Content is displayed in different ways depending on the screen. When accessing emails, for example, a tablet will show the selected message and a user’s inbox; a smartphone will show the message; and a watch will display a notification that an email was received. There are also new ways to configure how and which notifications are displayed, an improved battery saver (Google claims that battery life is extended by up to 90 minutes) and a guest user mode for phones and tablets. Scanning for Bluetooth Low Energy devices, like wearables and beacons, has been made more efficient. Android 5.0 also supports 64-bit computing.

After Android, the display is the main selling point of the Nexus 6. At 5.96″, it is one of the larger phablets out there, with 2560 x 1440 resolution. The screen is protected by Gorilla Glass 3. A large display consumes a lot of power, of course, so the product has a 3,220mAh battery that, it is said, will last for at least 24 hours. Users will also get 6 hours of use from 15 minutes of charging time, thanks to Motorola’s Turbo Charge feature.

A quad-core 2.7GHz Snapdragon 805 SoC (64-bit) powers the Nexus 6. Models with 32GB or 64GB of storage will be available for pre-order on 29th October, starting at $650 and $700, respectively.

Also running Android Lollipop on a 64-bit CPU – this time a Tegra K1 from Nvidia – is the Nexus 9 tablet, manufactured by HTC. Like HTC’s recent flagship products, the tablet features a metal chassis (okay, partly metal – the sides) and Boomsound speakers.

According to Google, the 8.9″ tablet is ‘small enough to easily carry around in one hand, yet big enough to work on’. Because of this the company is releasing a keyboard attachment for the tablet, which attaches magnetically and can be used at two different angles.

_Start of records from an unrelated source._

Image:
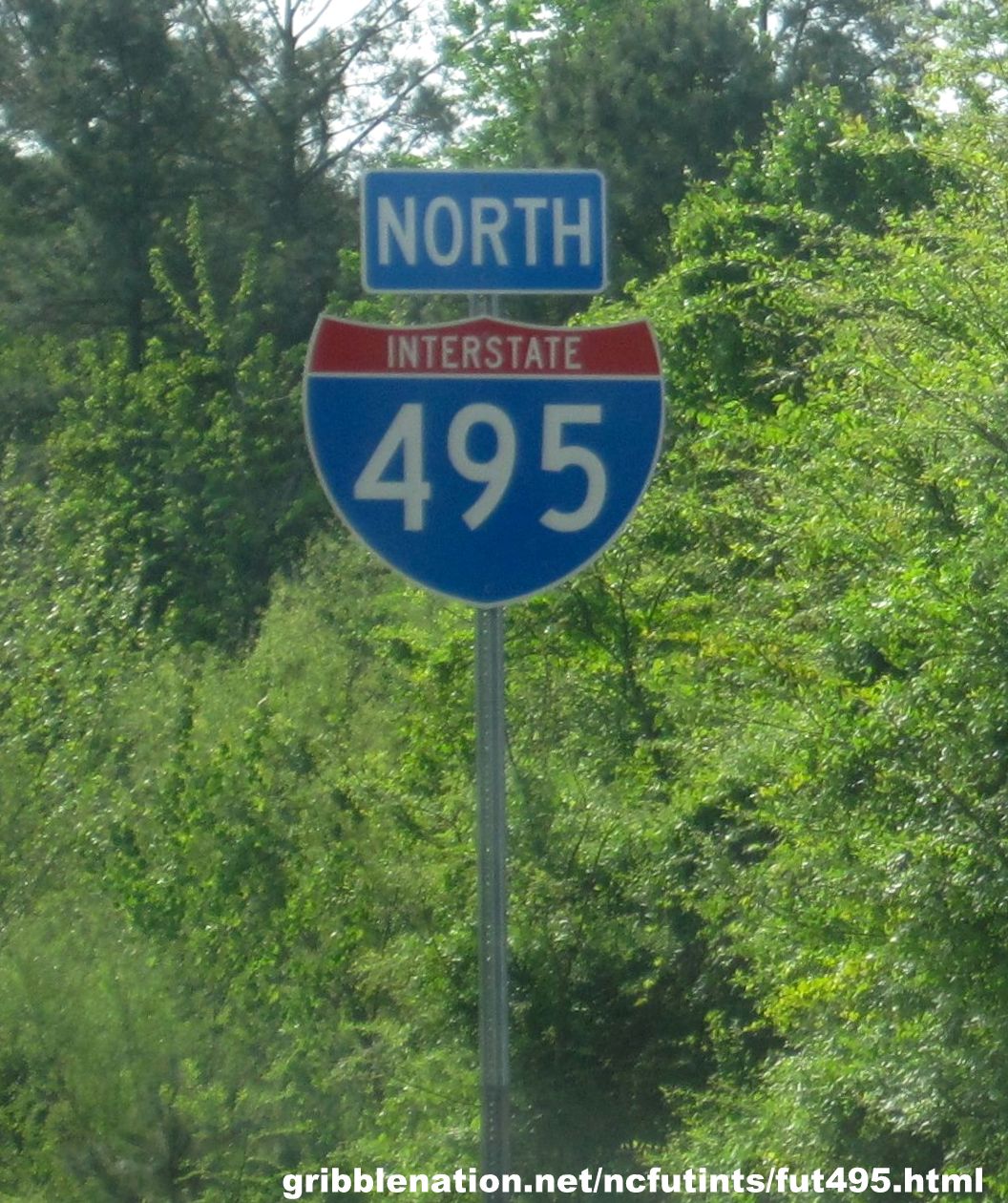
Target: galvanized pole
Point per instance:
(493, 868)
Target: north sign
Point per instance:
(482, 231)
(484, 459)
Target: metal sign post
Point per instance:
(493, 838)
(493, 874)
(485, 459)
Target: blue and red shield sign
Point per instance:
(484, 459)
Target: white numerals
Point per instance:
(406, 432)
(494, 473)
(558, 454)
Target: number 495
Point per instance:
(495, 473)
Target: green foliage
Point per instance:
(757, 771)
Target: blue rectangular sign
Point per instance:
(482, 231)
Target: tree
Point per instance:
(653, 95)
(110, 93)
(856, 46)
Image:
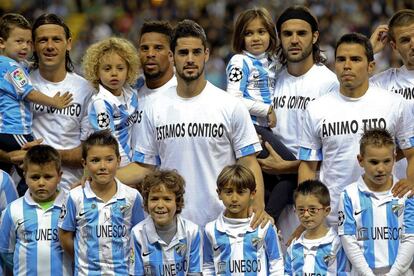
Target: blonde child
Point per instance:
(165, 243)
(373, 224)
(29, 239)
(318, 250)
(112, 65)
(96, 226)
(231, 246)
(16, 90)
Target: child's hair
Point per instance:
(53, 19)
(100, 138)
(188, 28)
(172, 181)
(120, 46)
(241, 24)
(401, 18)
(12, 20)
(377, 137)
(161, 27)
(315, 188)
(41, 155)
(238, 176)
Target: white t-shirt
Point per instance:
(400, 82)
(146, 96)
(198, 137)
(65, 128)
(292, 95)
(332, 128)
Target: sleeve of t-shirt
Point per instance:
(196, 253)
(208, 259)
(85, 126)
(20, 82)
(243, 135)
(273, 251)
(310, 144)
(237, 80)
(101, 115)
(7, 232)
(405, 130)
(137, 267)
(8, 192)
(68, 221)
(346, 220)
(146, 151)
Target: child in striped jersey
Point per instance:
(251, 73)
(29, 239)
(112, 66)
(318, 251)
(96, 226)
(165, 243)
(231, 246)
(371, 221)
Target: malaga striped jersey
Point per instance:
(152, 256)
(15, 85)
(117, 113)
(252, 79)
(102, 229)
(324, 256)
(31, 233)
(375, 219)
(232, 247)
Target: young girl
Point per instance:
(112, 65)
(165, 243)
(251, 73)
(95, 227)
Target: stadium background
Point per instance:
(92, 20)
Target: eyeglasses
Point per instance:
(312, 211)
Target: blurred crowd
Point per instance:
(93, 20)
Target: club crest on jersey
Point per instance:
(397, 209)
(341, 218)
(63, 212)
(181, 249)
(257, 242)
(103, 120)
(18, 78)
(329, 259)
(236, 74)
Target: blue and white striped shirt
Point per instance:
(375, 219)
(232, 247)
(102, 229)
(252, 79)
(15, 85)
(119, 114)
(31, 233)
(324, 256)
(152, 256)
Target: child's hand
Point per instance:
(62, 101)
(271, 117)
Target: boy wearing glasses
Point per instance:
(370, 218)
(318, 250)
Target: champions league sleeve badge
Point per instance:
(103, 120)
(236, 74)
(341, 218)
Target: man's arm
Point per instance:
(307, 170)
(274, 164)
(258, 205)
(133, 173)
(72, 157)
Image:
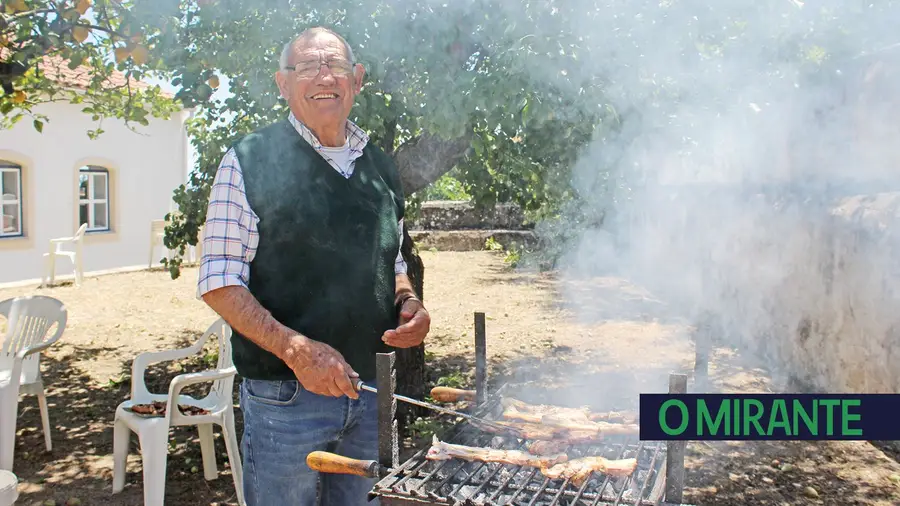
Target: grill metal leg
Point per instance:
(480, 360)
(675, 450)
(388, 437)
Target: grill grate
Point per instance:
(457, 481)
(418, 481)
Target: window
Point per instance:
(93, 198)
(10, 199)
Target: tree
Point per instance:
(37, 37)
(432, 100)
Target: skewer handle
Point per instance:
(447, 394)
(326, 462)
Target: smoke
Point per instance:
(740, 186)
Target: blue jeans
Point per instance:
(283, 423)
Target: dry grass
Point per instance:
(602, 336)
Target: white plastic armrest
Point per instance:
(24, 352)
(43, 345)
(183, 380)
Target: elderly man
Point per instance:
(301, 257)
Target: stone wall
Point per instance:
(453, 215)
(458, 226)
(811, 285)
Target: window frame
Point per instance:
(92, 171)
(7, 166)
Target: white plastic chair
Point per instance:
(153, 433)
(28, 321)
(157, 238)
(75, 256)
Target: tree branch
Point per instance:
(424, 159)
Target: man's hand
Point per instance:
(319, 367)
(414, 325)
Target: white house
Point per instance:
(55, 181)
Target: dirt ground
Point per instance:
(598, 342)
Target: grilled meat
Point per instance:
(517, 410)
(578, 470)
(446, 451)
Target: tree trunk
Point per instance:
(420, 162)
(411, 361)
(424, 159)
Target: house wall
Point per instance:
(144, 168)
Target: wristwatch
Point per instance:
(403, 299)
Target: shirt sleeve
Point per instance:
(400, 264)
(230, 236)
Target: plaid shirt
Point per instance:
(230, 236)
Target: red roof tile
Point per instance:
(57, 69)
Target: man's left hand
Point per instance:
(414, 325)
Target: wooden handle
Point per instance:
(447, 394)
(326, 462)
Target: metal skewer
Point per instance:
(362, 386)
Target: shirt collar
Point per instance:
(356, 137)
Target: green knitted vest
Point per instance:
(327, 245)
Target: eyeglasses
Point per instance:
(312, 69)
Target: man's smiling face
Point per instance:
(323, 83)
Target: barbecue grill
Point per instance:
(658, 479)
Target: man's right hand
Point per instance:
(319, 367)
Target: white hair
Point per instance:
(286, 51)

Like the Nexus 6, Gorilla Glass 3 protects the display of the Nexus 9, which has 2048 x 1536 resolution and a ‘double-tap to wake’ feature. Battery life averages around nine hours. An Nvidia Kepler GPU is used, alongside 2GB of RAM and 16GB or 32GB of storage. A WiFi model ($400 for 16GB, $440 for 32GB) will be available on 3rd November, with a 4G version (32GB only, $600) being launched later in the year.